Ноздренко опасливо покосился на следователя, присел над упавшим, посмотрел на его горло, брезгливо взял запястье японца.
– Пульс есть. Без сознания просто.
– Черт. Значит, так. Я сейчас оформляю признание, готовлю протокол допроса. Вызывай конвой, пусть оттащат в камеру. Отлежится часа четыре… Ладно, шесть, мне тоже похавать чего-то надо. Потом снова на допрос, будем все честь по чести оформлять. Только… – задумался Вульфсон, – я не знаю, что оформлять.
– В каком смысле? – удивился Ноздренко, носком сапога поворачивавший лицо арестованного к свету.
– Да ведь он, похоже, того… настоящий, – Вульфсон даже пригнулся, вглядываясь в разбитое лицо лежавшего на полу человека, – может, правда, японец? Да, история… Не случайно нарком по его поводу звонил. Предупреждал ведь специально, чтобы внимательней были. Ты вот что, у них там, наверху, часто все меняется, так что давай его в камеру пока одного. Пусть в одиночке полежит, очухается, я доложу Соколову, а там решим, как и что. Усёк?

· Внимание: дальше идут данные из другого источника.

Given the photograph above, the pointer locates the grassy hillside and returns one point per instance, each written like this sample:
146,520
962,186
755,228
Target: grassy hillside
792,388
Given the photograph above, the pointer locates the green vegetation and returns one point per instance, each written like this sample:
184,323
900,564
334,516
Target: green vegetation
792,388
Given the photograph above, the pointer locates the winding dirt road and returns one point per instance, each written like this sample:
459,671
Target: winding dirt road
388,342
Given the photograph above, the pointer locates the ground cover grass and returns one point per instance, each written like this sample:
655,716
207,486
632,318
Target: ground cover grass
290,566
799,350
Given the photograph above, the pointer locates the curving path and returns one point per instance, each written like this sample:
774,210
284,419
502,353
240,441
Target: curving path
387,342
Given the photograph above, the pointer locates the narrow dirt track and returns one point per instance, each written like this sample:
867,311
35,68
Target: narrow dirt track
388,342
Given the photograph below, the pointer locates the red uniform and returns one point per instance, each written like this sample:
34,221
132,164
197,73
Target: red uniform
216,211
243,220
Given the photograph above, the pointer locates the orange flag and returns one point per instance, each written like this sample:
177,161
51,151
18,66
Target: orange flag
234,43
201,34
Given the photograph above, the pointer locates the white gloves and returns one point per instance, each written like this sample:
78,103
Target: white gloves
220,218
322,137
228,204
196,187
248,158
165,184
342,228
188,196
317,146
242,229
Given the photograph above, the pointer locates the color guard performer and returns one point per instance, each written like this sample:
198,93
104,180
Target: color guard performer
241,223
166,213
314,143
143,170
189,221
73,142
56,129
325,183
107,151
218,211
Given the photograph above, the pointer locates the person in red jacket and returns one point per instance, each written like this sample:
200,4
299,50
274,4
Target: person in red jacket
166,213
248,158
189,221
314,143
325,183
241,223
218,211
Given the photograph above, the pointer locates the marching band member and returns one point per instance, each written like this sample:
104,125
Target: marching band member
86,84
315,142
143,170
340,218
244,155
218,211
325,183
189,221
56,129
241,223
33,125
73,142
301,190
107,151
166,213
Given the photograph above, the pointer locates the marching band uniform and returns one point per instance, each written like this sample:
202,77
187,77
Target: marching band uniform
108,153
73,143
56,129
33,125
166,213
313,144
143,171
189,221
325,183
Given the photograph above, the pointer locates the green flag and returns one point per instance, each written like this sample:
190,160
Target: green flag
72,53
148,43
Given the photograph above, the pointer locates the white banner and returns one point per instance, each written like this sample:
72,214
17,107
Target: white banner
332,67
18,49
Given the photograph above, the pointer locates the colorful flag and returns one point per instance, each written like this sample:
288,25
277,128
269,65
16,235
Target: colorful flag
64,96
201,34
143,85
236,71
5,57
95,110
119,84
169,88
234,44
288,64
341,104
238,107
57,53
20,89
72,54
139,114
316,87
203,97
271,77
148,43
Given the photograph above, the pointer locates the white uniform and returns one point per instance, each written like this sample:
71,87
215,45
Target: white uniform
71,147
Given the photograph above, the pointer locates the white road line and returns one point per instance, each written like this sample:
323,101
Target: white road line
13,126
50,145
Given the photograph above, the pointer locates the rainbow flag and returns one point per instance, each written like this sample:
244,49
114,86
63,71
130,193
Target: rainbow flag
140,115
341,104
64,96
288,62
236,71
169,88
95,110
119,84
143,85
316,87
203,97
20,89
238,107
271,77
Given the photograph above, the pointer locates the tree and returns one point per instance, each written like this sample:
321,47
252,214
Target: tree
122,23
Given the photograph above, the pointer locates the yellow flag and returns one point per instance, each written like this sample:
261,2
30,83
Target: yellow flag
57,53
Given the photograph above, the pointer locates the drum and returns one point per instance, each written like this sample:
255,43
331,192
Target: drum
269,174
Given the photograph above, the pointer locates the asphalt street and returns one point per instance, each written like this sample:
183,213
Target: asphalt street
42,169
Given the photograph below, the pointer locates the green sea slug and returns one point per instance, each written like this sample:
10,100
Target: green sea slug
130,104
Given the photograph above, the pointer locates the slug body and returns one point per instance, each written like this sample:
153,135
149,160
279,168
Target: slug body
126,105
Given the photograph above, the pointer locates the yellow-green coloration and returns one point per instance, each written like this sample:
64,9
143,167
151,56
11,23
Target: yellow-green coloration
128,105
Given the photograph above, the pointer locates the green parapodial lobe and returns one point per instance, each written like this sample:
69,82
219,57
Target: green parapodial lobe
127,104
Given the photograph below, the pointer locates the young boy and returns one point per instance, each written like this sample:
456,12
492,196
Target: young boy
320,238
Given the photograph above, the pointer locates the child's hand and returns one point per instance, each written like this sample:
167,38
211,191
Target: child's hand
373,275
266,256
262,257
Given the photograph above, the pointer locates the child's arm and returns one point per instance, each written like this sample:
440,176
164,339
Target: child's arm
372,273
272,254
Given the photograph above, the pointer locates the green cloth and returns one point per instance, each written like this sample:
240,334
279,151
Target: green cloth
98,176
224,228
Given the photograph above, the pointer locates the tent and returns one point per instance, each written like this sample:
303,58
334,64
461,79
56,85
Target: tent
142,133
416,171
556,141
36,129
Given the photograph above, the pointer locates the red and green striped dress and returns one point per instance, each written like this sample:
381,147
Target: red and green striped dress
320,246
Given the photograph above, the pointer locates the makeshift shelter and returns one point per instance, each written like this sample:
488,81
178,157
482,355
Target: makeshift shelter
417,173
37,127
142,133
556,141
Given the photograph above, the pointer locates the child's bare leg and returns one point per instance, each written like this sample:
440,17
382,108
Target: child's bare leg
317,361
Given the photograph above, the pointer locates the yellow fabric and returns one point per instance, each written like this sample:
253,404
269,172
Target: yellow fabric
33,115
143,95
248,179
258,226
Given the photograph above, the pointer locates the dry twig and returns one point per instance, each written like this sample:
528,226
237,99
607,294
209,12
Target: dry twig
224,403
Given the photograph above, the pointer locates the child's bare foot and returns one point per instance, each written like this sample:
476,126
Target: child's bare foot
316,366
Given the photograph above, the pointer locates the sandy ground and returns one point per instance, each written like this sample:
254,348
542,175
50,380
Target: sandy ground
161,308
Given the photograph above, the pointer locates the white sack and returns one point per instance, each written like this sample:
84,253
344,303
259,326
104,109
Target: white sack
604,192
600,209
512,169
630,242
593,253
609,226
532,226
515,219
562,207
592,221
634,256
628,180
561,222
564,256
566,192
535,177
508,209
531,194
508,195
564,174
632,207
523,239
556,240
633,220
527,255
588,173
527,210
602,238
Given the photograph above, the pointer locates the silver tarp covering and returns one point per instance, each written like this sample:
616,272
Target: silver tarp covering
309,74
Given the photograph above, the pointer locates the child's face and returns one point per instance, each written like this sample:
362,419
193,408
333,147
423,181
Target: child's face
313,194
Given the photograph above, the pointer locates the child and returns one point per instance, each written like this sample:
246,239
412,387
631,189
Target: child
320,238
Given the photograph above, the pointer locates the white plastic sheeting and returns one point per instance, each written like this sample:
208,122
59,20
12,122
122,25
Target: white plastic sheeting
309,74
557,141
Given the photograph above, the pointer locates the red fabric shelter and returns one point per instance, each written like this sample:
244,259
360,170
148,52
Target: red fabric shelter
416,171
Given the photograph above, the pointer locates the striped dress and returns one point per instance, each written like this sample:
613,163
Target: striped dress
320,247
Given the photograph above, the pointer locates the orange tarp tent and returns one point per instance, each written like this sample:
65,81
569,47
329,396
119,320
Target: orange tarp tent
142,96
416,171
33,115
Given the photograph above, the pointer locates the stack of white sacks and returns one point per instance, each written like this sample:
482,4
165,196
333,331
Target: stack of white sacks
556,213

– Так точно, усёк. – И Ноздренко вызвал конвой.
Вульфсон снял трубку и попросил соединить с майором госбезопасности Соколовым. Дождавшись ответа, торопливо заговорил:
– Товарищ майор госбезопасности, арестованный Чен сознался…

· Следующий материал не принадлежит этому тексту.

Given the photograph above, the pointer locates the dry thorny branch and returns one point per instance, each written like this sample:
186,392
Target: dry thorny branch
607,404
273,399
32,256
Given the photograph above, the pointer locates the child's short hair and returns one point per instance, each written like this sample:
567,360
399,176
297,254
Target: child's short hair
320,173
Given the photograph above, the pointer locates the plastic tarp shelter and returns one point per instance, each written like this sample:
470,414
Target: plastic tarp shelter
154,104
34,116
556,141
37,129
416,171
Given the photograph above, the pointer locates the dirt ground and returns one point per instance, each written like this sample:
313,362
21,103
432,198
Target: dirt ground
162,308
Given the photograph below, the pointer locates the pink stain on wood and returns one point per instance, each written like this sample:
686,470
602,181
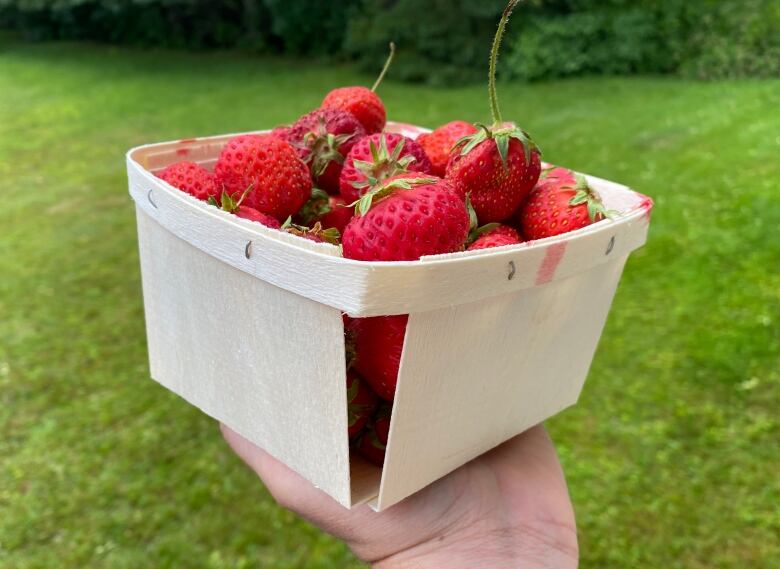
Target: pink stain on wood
552,258
646,205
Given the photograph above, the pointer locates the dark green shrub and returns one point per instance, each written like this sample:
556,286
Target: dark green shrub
439,41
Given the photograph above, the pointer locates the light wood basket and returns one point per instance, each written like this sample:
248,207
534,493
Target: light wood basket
245,323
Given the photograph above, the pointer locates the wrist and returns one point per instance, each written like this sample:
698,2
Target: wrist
537,546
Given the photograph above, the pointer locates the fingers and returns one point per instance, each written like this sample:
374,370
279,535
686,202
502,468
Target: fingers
532,480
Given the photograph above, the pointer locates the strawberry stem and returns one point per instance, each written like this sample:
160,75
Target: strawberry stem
385,68
494,110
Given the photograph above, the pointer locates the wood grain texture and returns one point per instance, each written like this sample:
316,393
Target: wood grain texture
245,323
316,271
475,375
264,361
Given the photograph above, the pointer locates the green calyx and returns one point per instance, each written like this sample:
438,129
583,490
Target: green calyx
584,194
381,191
388,61
323,148
475,230
317,206
227,202
383,165
501,133
329,235
502,136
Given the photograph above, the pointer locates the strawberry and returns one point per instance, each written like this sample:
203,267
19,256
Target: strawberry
438,143
282,132
192,179
330,211
361,403
406,218
382,421
277,180
323,138
362,102
496,237
235,206
378,342
372,444
378,157
371,448
498,165
562,201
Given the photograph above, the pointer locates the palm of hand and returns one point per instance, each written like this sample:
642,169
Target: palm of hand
507,508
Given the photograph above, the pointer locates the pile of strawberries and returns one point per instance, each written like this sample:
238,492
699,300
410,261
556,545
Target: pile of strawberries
335,175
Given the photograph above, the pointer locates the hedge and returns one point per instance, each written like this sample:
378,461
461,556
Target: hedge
440,41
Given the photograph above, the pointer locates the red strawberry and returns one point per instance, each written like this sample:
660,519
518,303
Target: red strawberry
496,237
361,402
323,138
233,205
406,218
277,180
562,201
438,144
371,448
282,132
330,211
382,421
191,178
362,102
378,157
498,165
379,342
497,183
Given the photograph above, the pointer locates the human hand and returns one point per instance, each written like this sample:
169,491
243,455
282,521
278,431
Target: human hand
507,508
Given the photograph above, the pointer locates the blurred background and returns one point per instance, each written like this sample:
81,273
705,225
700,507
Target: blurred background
672,453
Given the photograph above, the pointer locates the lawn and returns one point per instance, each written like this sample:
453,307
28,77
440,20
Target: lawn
672,454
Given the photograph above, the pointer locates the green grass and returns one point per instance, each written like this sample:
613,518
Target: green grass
671,455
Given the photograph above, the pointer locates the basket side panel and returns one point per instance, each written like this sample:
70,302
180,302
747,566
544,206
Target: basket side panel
475,375
264,361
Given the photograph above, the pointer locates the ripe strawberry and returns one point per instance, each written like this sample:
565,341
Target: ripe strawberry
323,138
406,218
382,421
330,211
496,237
379,342
562,201
361,403
191,178
282,132
371,448
277,180
438,143
362,102
232,205
498,165
378,157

Через час с четвертью Соколов с комиссаром Минаевым стояли перед наркомом и рассказывали о событиях прошедших дней:
– Когда по вашему приказу, товарищ нарком, Чена взяли в настоящий оборот, он долго молчал. Около недели, товарищ нарком, хотя мы не щадили ни себя, ни его. Бессонница, «стойка», физические методы воздействия – все в полную силу, как с непримиримым врагом народа и Советской власти. Следователи на износ работали, сами без сна, без отдыха. Всю душу из него вынули, молчал. Неделю назад после ночного допроса, как обычно, вернули его в камеру. Дали завтрак, выдали очки, он в очках при взятии был, так точно! Так он, сволочь бандитская, разломал свои собственные очки, раздавил тайком стекла и съел.

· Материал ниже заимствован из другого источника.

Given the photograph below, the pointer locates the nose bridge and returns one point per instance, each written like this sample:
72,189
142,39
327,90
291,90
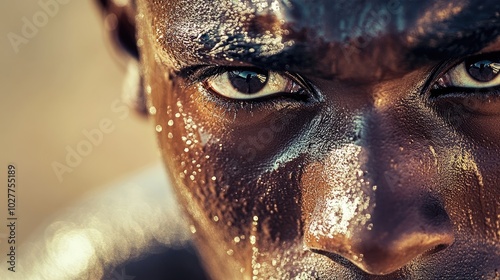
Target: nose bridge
378,215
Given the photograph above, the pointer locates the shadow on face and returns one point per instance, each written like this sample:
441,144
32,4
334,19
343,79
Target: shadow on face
329,140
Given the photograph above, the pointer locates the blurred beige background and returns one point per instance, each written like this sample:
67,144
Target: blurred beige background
62,81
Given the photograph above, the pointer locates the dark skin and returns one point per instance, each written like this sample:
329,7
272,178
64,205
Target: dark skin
366,145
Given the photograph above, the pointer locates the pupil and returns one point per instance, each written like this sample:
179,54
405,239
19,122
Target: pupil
248,81
483,70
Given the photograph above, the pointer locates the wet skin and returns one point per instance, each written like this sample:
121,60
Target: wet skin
373,163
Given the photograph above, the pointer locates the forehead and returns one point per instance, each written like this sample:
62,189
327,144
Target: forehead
303,34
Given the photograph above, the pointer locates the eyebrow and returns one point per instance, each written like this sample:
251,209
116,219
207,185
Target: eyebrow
427,40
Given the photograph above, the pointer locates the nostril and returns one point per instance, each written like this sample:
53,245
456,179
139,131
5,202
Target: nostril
436,249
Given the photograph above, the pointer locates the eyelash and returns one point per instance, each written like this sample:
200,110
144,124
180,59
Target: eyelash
197,75
460,92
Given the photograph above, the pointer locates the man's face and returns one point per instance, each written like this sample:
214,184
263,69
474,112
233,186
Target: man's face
331,139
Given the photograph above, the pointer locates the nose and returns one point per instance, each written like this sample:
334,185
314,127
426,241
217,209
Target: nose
398,232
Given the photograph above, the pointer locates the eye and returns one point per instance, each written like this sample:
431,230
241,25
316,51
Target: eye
251,84
475,72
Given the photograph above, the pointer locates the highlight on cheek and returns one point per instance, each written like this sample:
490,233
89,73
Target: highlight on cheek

– Что съел? – недоуменно воззрился на докладывавших Ежов.
– Очки, товарищ нарком! То есть не целиком, конечно, они в металлической оправе были. Стекла он выдавил из оправы, раздавил незаметно, видимо локтем, и по кускам сожрал. Видимо, хотел кончить самоубийством.
– Он что – один в камере был?
– Никак нет. К нему в камеру был подсажен арестованный Новоселов – тоже бывший сотрудник, из наружного наблюдения. Уже приговорен к высшей мере как японо-польский шпион – за их посольствами следил, но используем на благо Советской родины, так сказать. Он вовремя заметил, что подследственный Чен, то есть японец этот, Ода, корчится. Увидел очки разбитые, все понял. Вызвал вахтера, доставили Чена в лазарет. Делали промывание желудка, но безуспешно – желудок пустой. Однако недобиток японский, как в народе говорят, отлежался. Неделю провалялся в лазарете, отъелся, шпионская морда, так и не помер.
– Силен, – с ноткой издевательства произнес Ежов.